Design a Rate Limiter

A rate limiter caps how many requests a client may make in a window (“100 requests/minute”). It’s a deceptively rich design problem: the single-machine version is a few lines, but doing it correctly across a fleet of servers forces you to confront shared state, latency, and accuracy trade-offs. (For the concept, see Rate Limiting; here we design one.)

1. Requirements

Functional

Limit requests per client (by user ID, API key, or IP) to N per time window.
Return 429 Too Many Requests (with a Retry-After header) when exceeded.
Limits must apply across the whole fleet, not per server.

Non-functional

Low latency — the limiter is on every request’s hot path, so it must add single-digit milliseconds at most.
Highly available — if the limiter is down, fail open (allow) or closed (block)? A deliberate choice (see below).
Memory-efficient at scale (millions of clients).

2. Estimation

Say 1M active clients and 10k requests/second globally.
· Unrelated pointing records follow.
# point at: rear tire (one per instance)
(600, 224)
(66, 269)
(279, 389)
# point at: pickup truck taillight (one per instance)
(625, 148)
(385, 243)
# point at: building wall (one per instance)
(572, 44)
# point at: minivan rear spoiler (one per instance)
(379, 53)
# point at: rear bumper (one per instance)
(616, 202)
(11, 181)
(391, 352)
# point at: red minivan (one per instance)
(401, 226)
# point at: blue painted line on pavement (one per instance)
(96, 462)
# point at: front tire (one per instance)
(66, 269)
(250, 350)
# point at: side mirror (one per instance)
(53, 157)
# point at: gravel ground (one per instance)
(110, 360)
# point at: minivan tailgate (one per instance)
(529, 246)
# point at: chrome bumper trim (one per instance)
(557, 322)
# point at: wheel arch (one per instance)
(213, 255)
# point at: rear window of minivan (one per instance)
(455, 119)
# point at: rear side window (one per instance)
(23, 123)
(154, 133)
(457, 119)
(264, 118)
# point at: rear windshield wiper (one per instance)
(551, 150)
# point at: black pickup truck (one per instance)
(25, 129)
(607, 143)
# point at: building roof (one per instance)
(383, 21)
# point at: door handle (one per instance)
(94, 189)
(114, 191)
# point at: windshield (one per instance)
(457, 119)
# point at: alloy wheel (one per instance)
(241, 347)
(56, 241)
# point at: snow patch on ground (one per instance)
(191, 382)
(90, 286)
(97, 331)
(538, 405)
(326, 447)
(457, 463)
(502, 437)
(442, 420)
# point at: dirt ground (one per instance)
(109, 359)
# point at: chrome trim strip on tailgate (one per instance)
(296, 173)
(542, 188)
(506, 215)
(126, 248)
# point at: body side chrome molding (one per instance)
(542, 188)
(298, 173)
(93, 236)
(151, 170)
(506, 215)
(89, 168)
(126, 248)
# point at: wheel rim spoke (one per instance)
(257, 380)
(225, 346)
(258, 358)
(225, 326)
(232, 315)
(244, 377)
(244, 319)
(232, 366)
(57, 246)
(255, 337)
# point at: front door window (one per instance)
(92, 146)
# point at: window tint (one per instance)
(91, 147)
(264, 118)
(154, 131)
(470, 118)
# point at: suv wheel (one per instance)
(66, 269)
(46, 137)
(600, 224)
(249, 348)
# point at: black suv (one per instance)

The limiter does at least one read+write of counter state per request → ~10k ops/s against the counter store, and must hold ~1M small counters. That comfortably fits an in-memory store like Redis — which points us at the architecture.

3. Algorithm choice

The heart of the design. Each trades accuracy for simplicity/cost:

Algorithm	Idea	Pro	Con
Fixed window	Count per clock-aligned window	Trivial, 1 counter	Burst at edges: 2× limit across a boundary
Sliding window log	Store timestamp of every request	Exact	Memory-heavy (one entry per request)
Sliding window counter	Weighted blend of current + previous window	Smooth, cheap	Slight approximation
Token bucket	Tokens refill at a steady rate; each request spends one	Allows controlled bursts	Two values to track (tokens, last-refill)
Leaky bucket	Requests queue and drain at a fixed rate	Smooths output	Adds queuing latency

Token bucket is the common default: it permits short bursts (good UX) while enforcing a long-run rate, and needs just (tokens, last_refill_time) per client.
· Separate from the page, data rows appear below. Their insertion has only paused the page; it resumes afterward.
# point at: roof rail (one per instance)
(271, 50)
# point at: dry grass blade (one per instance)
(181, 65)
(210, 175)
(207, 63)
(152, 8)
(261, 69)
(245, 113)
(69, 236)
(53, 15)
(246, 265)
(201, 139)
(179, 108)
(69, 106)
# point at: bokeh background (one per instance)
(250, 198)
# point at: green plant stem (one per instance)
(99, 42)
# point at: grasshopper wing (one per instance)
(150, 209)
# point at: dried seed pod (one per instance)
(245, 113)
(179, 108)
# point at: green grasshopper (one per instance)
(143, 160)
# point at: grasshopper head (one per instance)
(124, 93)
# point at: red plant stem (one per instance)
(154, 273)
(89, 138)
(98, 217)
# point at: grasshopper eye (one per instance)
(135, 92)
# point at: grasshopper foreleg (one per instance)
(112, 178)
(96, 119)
tokens refill at R/sec, capacity = B
request arrives → refill tokens based on elapsed time → if tokens ≥ 1: allow, tokens-- ; else: 429

4. The distributed problem

A per-server counter is wrong: with 10 servers each allowing 100/min, a client gets 1,000/min. The limit must live in shared state.
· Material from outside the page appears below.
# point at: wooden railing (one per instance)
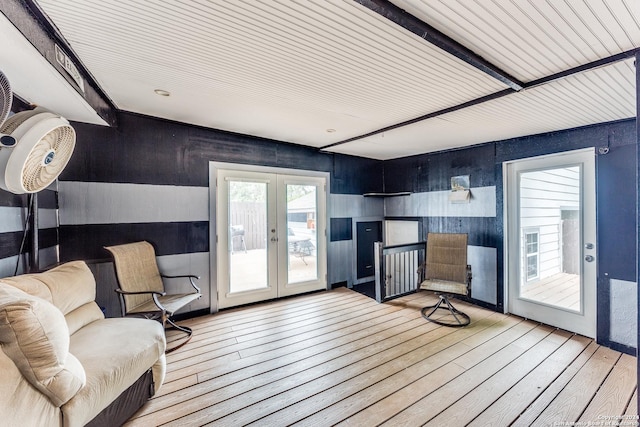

   request ──► any app server ──► [ Redis: client:123 → {tokens, ts} ] ──► allow / 429
                 (stateless)          single source of truth, fleet-wide

The update must be atomic — read-modify-write across many servers races. Use Redis with an atomic Lua script (or INCR + EXPIRE for window counters) so the check-and-decrement happens in one indivisible operation.

5. Deeper trade-offs

Where to enforce: an API gateway is the natural home — limit once at the edge before requests fan into the system.
Latency vs accuracy: a strictly-correct global counter means a network hop to Redis per request. For extreme throughput, allow a small local token cache per server (approximate, occasionally over-permits) and reconcile with the central store — trading perfect accuracy for speed.
Fail open or closed? If Redis is unreachable, failing open (allow) preserves availability but removes protection; failing closed (block) protects the backend but causes an outage. Most user-facing APIs fail open for availability; abuse-sensitive endpoints fail closed.

The thread

What does this buy us, and what does it cost? A rate limiter buys protection (against overload, abuse, runaway clients) and fairness — at the cost of latency on every request and a shared-state dependency. The central design tension is accuracy vs speed: perfectly global counting is a hop away on every call; cheap local approximations are fast but leak a little capacity. Pick the point that matches whether you’re protecting a fragile backend or just shaping traffic.

Check your understanding

Why is a per-server counter incorrect, and where must the limit’s state live?
Why is token bucket often preferred over fixed window?
Describe the race condition in a naïve GET-then-SET limiter and how atomicity fixes it.
Explain the accuracy-vs-latency trade-off of a per-server local token cache.
When would you fail open vs fail closed if the counter store is unreachable?